One consistent element could remain in redshirt sophomore goalie Miranda Horn. Horn was an all-rookie selection last season and started 18 of GW’s 19 games in goal, amassing an 0.85 goals against average and a 0.844 save percentage while posting seven shutouts. She was named to the preseason all-conference team earlier this month.

Despite Horn’s dominance, Ellen Conway is also a strong goaltender and should push Horn throughout the season. The two split time in the net in California, but Horn got the start Sunday and played 76 minutes.

“We’ve got two who are really good,” Barnes said. “It’s going to be very competitive, which I think is what we want and I think what they want. I think that they’re getting better because of the competition that each one is bringing to it.”

Despite Horn’s proven success, Barnes said that she’s focusing her evaluations on how each player performs in practice and in games. She said that Horn had responded well to being put into race for minutes that she didn’t face her first year.

“She’s really responded well,” Barnes said. “You know, I’m certain she doesn’t like that she’s not playing a full 90 like she did last year but she’s been really responsive to it and I think she’s been responsive in training as well.”

Up front, the Colonials retained most of their firepower. Senior Kyla Ridley and junior MacKenzie Cowley have learned to play together, and sophomore Brittany Cooper has a year under her belt now. Ridley, Cowley and Cooper combined for 11 goals, led by Cowley’s seven, and four assists last season. Freshman Charley Prevost is also expected to make an impact on offense, and already has an assist to her name.

Cowley has gotten off to a hot start. She’s up to three goals through three games, including two on Sunday.

Cowley’s scores showed off her finishing moves, running out wide to the right side and netting a through ball from Abbate for her first and leaping head a corner kick past ECU’s goalie for her second.

“I feel confident,” Cowley said. “Maybe because I’m older, I feel like when you’re an upperclassmen you’re like, ‘This is our year and we’ve got this.’ We have two really strong upperclasses. The junior and senior classes are so strong, mentally and physically, on the field so I feel really confident for this year, especially because our goal is to win the A-10s and get to the NCAAs, and we will work until we get there.”

With those goals in mind, it was a good sign that Cowley was easily able to take advantage of opportunities on Sunday. The Colonials took good shots last season, netting 0.122 of attempts and getting 0.479 of them on goal, but will have to bring offensive pressure consistently to improve. GW was outshot 236–213 last season and conceded 106 corner kicks while taking just 59.

The Colonials were picked to finish fourth in the A-10 Preseason Coaches Poll following Dayton, La Salle and VCU. GW hosts La Salle on Oct. 8 and visits VCU on Oct. 15. The team does not play Dayton during the regular season.

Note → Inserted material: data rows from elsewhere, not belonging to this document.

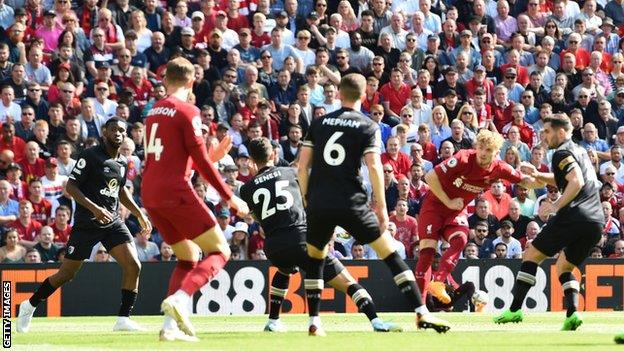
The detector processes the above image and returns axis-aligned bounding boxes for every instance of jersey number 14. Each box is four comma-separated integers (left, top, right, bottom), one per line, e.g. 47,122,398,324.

145,123,165,161
253,180,295,220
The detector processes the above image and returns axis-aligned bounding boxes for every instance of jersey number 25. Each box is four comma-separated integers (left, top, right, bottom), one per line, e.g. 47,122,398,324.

253,180,295,220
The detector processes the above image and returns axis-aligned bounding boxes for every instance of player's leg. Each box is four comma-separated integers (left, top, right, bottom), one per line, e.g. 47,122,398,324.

108,243,144,331
16,255,83,333
555,254,589,330
264,268,292,332
323,258,403,332
147,208,200,342
304,212,335,336
428,226,468,304
494,245,557,324
414,209,444,301
340,208,450,332
556,222,602,330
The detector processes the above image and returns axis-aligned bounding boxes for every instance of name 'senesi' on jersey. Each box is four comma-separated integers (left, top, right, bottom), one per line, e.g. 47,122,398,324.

147,106,178,117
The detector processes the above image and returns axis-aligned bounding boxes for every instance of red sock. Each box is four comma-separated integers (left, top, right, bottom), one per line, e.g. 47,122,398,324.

167,260,197,296
414,247,435,301
433,234,468,282
180,252,227,296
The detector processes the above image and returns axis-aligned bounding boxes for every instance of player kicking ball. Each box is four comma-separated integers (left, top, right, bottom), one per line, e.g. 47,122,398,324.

16,117,152,333
415,129,544,304
494,115,604,330
141,58,249,341
240,138,402,332
298,74,450,336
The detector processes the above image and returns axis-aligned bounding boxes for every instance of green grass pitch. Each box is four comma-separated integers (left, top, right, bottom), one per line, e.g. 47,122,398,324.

12,312,624,351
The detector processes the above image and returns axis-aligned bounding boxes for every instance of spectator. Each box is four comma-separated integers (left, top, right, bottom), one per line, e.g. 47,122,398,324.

10,200,42,248
134,235,160,262
390,199,418,258
468,198,500,238
24,249,41,263
230,222,249,260
0,230,26,263
35,226,59,262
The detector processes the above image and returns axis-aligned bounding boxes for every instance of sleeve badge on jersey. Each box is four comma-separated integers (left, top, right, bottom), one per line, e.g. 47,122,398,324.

191,116,203,137
558,156,575,171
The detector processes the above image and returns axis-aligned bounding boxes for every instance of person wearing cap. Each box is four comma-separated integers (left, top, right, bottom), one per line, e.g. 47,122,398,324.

379,12,410,51
34,6,63,53
433,66,466,104
492,220,522,258
143,32,171,78
464,65,494,101
213,10,239,51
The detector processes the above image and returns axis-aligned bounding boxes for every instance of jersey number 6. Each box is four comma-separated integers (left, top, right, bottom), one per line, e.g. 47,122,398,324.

253,180,295,220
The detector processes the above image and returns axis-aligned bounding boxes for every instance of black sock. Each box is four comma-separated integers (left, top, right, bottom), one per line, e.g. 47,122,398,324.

117,289,137,317
510,261,537,312
384,251,423,309
559,272,579,317
303,257,325,317
347,283,377,321
29,278,58,307
269,271,290,319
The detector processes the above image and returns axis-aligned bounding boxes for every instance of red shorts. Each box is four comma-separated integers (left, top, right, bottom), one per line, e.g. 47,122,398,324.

418,200,469,241
145,196,217,245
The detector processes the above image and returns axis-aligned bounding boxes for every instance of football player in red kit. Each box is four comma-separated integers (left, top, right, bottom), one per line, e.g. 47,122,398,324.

141,58,249,341
415,130,544,304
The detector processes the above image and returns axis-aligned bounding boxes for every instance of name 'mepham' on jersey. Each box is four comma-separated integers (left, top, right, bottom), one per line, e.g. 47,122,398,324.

434,150,522,204
303,108,381,209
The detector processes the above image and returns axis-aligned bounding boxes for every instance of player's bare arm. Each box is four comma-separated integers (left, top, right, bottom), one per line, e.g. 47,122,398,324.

65,178,114,224
425,170,464,211
208,135,232,162
553,164,585,212
119,186,152,238
364,152,389,233
297,144,314,206
520,161,557,186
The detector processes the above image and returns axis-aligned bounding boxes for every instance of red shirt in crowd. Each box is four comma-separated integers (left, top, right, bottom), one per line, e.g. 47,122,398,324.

381,151,412,179
379,82,412,115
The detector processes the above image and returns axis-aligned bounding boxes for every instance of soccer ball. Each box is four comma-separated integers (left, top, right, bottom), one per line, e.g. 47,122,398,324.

472,290,489,312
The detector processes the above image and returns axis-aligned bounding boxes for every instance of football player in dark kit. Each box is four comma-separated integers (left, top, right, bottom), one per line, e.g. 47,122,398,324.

494,115,604,330
240,138,402,332
17,117,152,333
298,74,450,336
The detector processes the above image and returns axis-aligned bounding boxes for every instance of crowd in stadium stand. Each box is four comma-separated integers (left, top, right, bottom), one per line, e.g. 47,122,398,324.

0,0,624,263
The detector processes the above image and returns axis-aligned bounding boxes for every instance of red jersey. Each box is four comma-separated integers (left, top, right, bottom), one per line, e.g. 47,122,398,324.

10,218,41,241
428,150,522,209
51,223,71,244
390,215,418,258
30,198,52,225
141,96,232,207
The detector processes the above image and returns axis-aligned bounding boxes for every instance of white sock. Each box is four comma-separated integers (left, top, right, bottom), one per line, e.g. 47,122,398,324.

310,316,321,327
163,316,178,330
415,304,429,315
173,290,191,304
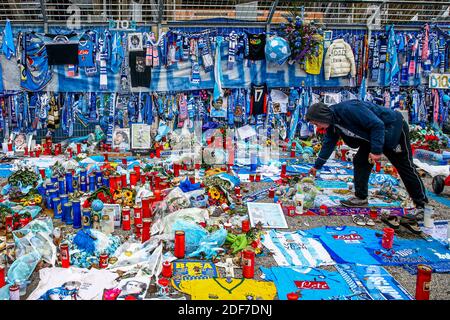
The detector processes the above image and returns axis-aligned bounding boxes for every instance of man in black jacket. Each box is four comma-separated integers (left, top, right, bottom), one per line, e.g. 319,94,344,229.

306,100,428,233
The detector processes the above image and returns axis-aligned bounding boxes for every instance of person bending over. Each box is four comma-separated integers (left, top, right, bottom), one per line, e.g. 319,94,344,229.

306,100,428,234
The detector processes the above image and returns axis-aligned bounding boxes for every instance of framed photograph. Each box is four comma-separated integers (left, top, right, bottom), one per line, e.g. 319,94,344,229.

14,133,27,151
247,202,289,229
113,128,130,151
103,203,122,227
128,33,143,51
110,277,150,300
323,30,333,41
131,123,152,150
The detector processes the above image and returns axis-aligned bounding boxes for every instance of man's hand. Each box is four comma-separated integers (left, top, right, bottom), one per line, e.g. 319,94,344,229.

369,153,381,163
308,168,317,178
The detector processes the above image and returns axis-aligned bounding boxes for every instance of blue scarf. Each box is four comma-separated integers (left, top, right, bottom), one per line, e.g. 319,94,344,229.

2,19,16,60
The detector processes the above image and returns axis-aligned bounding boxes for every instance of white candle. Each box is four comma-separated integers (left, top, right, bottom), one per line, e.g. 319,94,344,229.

27,134,33,150
423,206,434,228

Even before conference play begins, the Colonials will be tested early. Last season, one of the first big signs of the team’s improvement was in a game against Georgetown, a team that made it to the second round of the NCAA Tournament. The Colonials lost in overtime on the road, but the defense showed that the team’s hot start was not to be dismissed by beating back 14 shots by the Hoyas in the first period alone. They’ll get a rematch on Sept. 10, again up the hill at Georgetown, which should be a similar litmus test.

The difference will be the expectations. The team’s rise has been rapid, but its talent means that title aspirations are on the line this year and a nice showing is no longer enough.